There’s no place like gnome
Nestled in the perfect hollow along Route 121 in North Salem, just north of the Route 116 intersection, a kindly-looking gnome observes the traffic passing by. To those who catch a glimpse of this white-bearded fellow, thoughts circle around his origin. How did he get there? Where did he come from? Multiple sightings have reported other gnomes along Wheeler Road, Vails Lane, and an honorable chap protecting a painted rock garden along Peach Lake. It is hard not to wonder what these magical creatures are up to. Did the abundance of protected and forested land lure them to North Salem? Are they guarding some sort of treasure buried in our rich history? Are they the ones who glitter the sky with sparkles during the golden hour? Perhaps these small-but-mighty creatures are the ones responsible for the elusive Balanced Rock.
Or could it be that are they mischievous? Local cell service mysteriously drops near their homes. Maybe they are the ones who occasionally steal eggs from the local chickens or chase the otherwise docile alpacas into a spontaneous run? The gnome living out his days in the Route 121 tree hollow occasionally looks a little tipsy as he crooks to one side. Has he been breaking into Hardscrabble Cider to sample the “Black dirt” Beet cider after hours?
Rumors are assuaged as relative Harry Keebler from neighboring Ridgefield, Connecticut comes forward to debunk the myths surrounding his family. The more sociable Harry has his own Instagram page (@Harry_the_gnome) and isn’t shy about sharing his adventures and travels. This friendly gnome brings the community together by being a postman for neighborhood letters and musings. So often these letters are of magic and support and joy. Harry often writes back through his Instagram account, leaves gifts for younger friends in the mailboxes, and offers treats for all during the holidays. He is known for spreading kindness. During a vacation to Florida, the committed Harry had his letters forwarded during his trip.
Harry Keebler moved into the area, followed by his brothers in 2018, to “escape from the hustle and bustle of the cookie 'fac-tree'”, reported Sara Hecht of Ridgefield’s HamletHub. They built their two-story home along Spring Valley Road and lived there peacefully until they learned that their tree faced eviction by the Ridgefield Highway Department. Word spread quickly about the peril Harry’s home faced, and neighbors spoke on his behalf to thwart the pending eviction. Through the returned kindness of others, Harry’s home was saved. As word of this supportive community spread, Harry’s family members, along with several fairies believed to be famed "Cottingley Fairies from England” notes Hecht, began moving into neighboring areas shortly before the pandemic began.

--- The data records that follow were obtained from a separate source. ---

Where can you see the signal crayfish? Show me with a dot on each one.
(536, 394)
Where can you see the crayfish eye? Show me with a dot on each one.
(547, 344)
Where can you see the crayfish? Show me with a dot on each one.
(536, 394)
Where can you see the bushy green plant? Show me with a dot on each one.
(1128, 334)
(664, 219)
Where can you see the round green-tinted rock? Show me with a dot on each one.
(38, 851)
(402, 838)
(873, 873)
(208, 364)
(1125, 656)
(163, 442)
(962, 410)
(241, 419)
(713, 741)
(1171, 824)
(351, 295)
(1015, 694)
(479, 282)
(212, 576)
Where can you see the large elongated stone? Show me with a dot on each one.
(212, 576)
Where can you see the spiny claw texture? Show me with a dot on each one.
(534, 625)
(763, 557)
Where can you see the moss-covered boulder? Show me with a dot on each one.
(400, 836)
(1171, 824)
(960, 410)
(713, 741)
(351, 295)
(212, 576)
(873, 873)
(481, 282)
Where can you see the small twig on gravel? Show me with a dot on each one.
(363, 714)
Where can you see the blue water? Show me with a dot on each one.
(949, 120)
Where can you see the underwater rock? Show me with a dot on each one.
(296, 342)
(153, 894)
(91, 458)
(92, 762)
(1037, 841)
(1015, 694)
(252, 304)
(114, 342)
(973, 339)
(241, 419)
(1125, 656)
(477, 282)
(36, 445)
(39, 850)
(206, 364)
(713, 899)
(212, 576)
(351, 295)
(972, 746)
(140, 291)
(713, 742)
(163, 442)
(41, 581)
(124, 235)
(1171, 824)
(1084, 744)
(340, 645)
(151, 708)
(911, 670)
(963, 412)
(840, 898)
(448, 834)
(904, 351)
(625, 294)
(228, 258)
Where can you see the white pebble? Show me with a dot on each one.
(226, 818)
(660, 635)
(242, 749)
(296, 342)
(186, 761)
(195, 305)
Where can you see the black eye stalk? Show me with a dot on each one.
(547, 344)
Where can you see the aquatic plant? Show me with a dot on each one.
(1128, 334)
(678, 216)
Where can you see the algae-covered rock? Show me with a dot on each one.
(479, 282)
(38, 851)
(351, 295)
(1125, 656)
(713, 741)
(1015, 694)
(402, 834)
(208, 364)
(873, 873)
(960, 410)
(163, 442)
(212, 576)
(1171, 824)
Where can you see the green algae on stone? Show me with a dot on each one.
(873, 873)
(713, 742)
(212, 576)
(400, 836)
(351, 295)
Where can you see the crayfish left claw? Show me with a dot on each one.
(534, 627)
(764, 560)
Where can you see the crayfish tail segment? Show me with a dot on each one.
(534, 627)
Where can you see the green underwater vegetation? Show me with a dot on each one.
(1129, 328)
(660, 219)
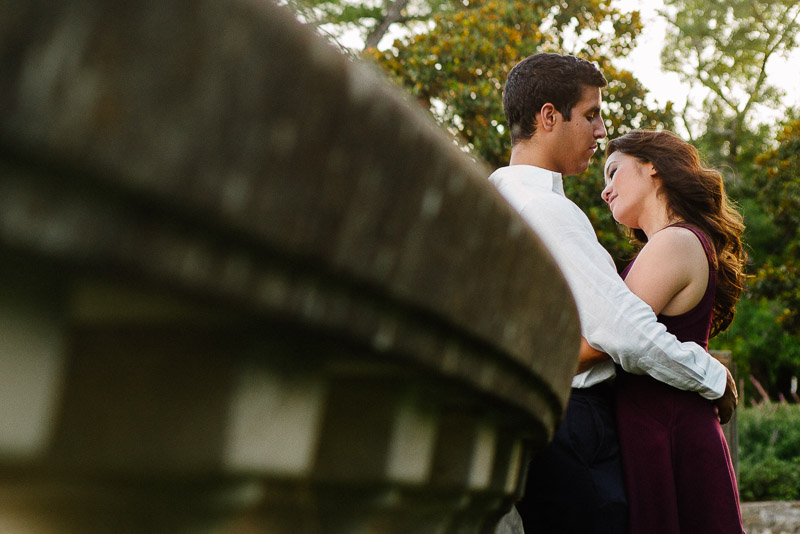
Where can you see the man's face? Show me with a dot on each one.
(576, 140)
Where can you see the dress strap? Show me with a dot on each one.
(708, 246)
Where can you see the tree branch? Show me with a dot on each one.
(393, 14)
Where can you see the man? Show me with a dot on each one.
(552, 105)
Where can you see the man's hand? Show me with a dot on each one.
(588, 356)
(726, 404)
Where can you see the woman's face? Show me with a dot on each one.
(631, 188)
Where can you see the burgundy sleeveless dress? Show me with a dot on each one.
(678, 471)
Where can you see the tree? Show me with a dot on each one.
(366, 21)
(779, 192)
(457, 70)
(724, 47)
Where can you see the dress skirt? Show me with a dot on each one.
(676, 462)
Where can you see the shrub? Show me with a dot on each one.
(769, 452)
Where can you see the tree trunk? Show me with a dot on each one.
(393, 14)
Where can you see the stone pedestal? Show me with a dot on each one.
(248, 287)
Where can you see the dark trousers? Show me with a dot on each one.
(575, 485)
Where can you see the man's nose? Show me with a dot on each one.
(600, 132)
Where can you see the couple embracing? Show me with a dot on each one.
(640, 449)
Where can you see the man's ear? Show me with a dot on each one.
(547, 116)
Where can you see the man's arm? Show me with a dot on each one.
(613, 319)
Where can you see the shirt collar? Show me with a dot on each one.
(531, 176)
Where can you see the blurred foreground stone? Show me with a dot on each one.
(247, 287)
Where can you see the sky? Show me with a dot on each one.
(645, 61)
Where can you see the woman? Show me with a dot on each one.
(677, 465)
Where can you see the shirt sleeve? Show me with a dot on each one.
(613, 319)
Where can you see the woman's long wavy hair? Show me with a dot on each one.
(695, 194)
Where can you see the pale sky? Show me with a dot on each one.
(645, 61)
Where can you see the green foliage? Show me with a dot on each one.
(760, 347)
(724, 48)
(367, 20)
(769, 452)
(778, 187)
(458, 68)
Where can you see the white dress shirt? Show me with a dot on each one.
(613, 319)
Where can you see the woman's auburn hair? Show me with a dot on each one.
(696, 194)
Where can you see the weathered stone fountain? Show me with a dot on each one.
(249, 288)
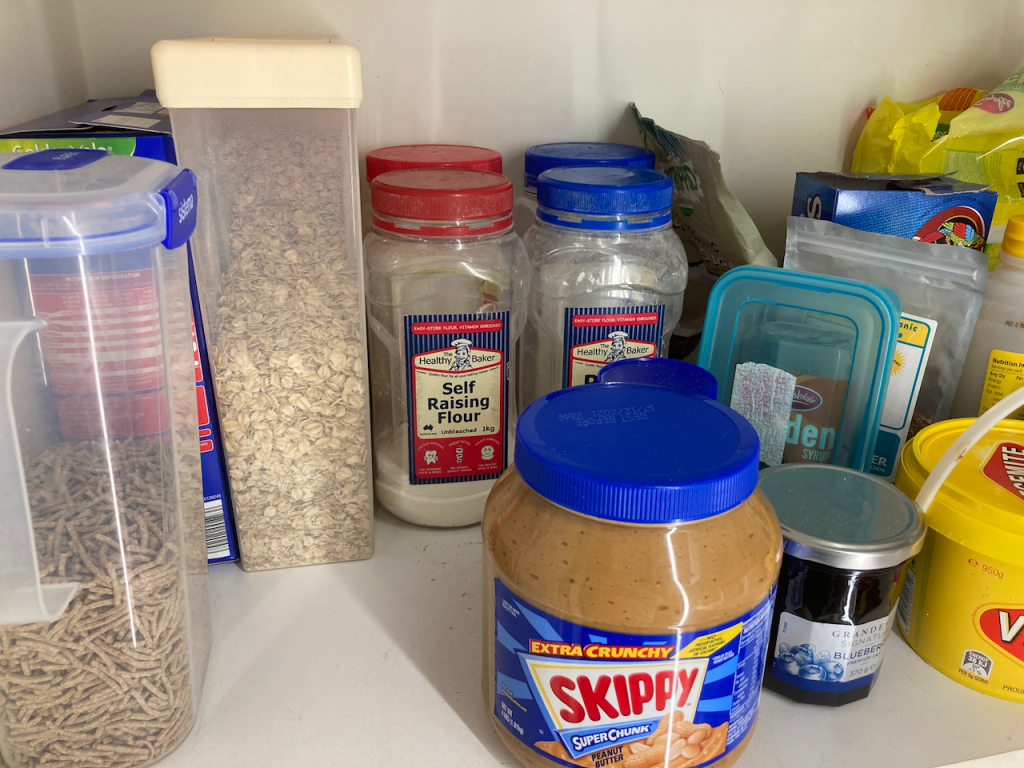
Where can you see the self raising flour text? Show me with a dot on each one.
(459, 410)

Two brothers, cousins of Harry, moved into the hollow along Route 121 during this time. They lived there during the start of the pandemic but mysteriously went missing sometime last year after the New York State Highway Department was seen working nearby. According to sources, “foul play has not been ruled out.” Upon learning about his brothers’ disappearance, Leo, the current resident of the Route 121 hollow, left his city home and came to North Salem to investigate. He keeps a watchful eye over the busy road for signs of his brothers and guards over the safety of those passing. Leo, the faithful and family-oriented gnome, chooses to stay in town instead of returning to the city with the hope that his brothers will return. It is his wish to locate a quieter, more secure tree hollow nearby, and he asks for any suggestions for vacancies in the area as well as any leads on his brothers’ whereabouts. North Salem Post welcomes any reports of additional gnome and fairy sightings around town, as well as recommendations for a new suitable tree hollow for our neighbor, Leo.